The masks are made by welding specialists called careteros who run small shops in La Paz and Oruro.  The elaborate costumes are crafted by bordaderos, who are usually clustered together with the mask makers. Over the years, the Diablada, Morenada, and Negrito costumes have become increasingly bulky, elaborate and detailed, so that the cost of a complete costume and mask is, by Bolivian income standards, imposing. Nonetheless, Bolivian pride in the Carnival is sufficient to make it one of the largest in the world.

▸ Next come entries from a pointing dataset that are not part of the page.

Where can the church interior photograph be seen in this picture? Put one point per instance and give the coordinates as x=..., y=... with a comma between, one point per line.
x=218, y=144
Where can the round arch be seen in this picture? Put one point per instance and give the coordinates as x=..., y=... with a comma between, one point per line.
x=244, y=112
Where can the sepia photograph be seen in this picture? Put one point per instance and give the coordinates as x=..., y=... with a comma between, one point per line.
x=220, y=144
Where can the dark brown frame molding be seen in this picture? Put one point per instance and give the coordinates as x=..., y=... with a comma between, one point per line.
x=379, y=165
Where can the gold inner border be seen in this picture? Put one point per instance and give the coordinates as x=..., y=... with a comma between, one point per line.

Adding to that pride is the fact that, in 2001, the Carnival was designated the Intangible Cultural Heritage of Humanity by the United Nations Educational, Scientific, and Cultural Organization (UNESCO).

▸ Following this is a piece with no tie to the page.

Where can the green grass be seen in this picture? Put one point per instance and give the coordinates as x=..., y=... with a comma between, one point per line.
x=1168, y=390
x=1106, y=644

The Archangel Michael is an important character who formerly battled the demons but now leads them in the parade.

What is perhaps most interesting about the Carnival of Oruro is its syncretism between the traditional pre-Christian beliefs of the Andean peoples and the Catholicism of the Spanish invaders. Historically, the Diablada and Llameros were a form of worship of the Uru-Uru god Tiw. Although colonial authorities banned these ceremonies, they could not stop the secret continuation of the rituals by Quechua people and eventually integrated them into a liturgical Catholicism. The worshiped Tiw became reinterpreted as the Devil (as Catholics did with all native gods) and other characters given neutral or Catholic spins.

Coordinated dance steps are an unusual part of the Oruro Carnival.

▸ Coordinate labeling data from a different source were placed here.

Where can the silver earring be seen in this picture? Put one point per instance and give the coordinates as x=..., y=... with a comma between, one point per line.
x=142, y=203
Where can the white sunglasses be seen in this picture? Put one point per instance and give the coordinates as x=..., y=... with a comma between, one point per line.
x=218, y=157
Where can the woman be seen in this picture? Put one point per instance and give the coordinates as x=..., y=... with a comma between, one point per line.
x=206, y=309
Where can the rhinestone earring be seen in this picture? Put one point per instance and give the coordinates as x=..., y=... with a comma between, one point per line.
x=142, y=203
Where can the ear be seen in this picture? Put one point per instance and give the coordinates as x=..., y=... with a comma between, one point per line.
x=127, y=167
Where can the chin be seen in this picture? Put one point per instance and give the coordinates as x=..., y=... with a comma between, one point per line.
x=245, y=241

Two of the core historical elements kept alive in today’s are music and dancing. Large marching bands and traditional instruments accompany most of the groups, making the parade a loud and festive spectacle. Perhaps most importantly, the groups do not just march down their route.  They dance continuously in celebration of Tiw, sometimes with traditional Bolivian dance steps and other times in choreographed routines, such as when the Archangel Michael leads his army of diablesas through a gateway of fire with high and fast steps.

LED lights accentuate a diablesa in the 2017 Oruro Carnival.

However, the Carnival of Oruro has evolved some modern elements.  During the nighttime part of the parades, many groups now illuminate their masks and sometimes costumes with LED lights, creating a striking and colorful spectacle. Another element, popular not just in Oruro but the Carnival of La Paz and other towns, are “foam wars.” Onlookers in the crowd typically buy spray foam, a kind of soap-like chemical in a pressurized can, and sneak attack passersby and each other throughout the Carnival. Parade groups themselves are off-limits in Oruro, but in between parade groups, children sometimes descend into the parade route and wage foamy war on each other.

Attending the Carnival in Oruro is both difficult and costly, but for those who succeed, the reward is a cultural experience so impressive that it sets a standard few other parades can ever meet.

A bordadero advertises its wares on the Calle La Paz in Oruro.

Some diablo masks are simply gigantic. This one includes an Andean condor, a national symbol of Bolivia.

Morenos wearing unpainted masks in the 2017 Carnival.

Careteros in the Calle los Andes, La Paz, weld and solder moreno masks.

The jukumari, or (now extinct) indigenous bears, are some of the most popular characters of the Oruro parade.

A talented jukumari rides a unicycle through the parade, at night and in a bulky costume, to the crowd’s delight.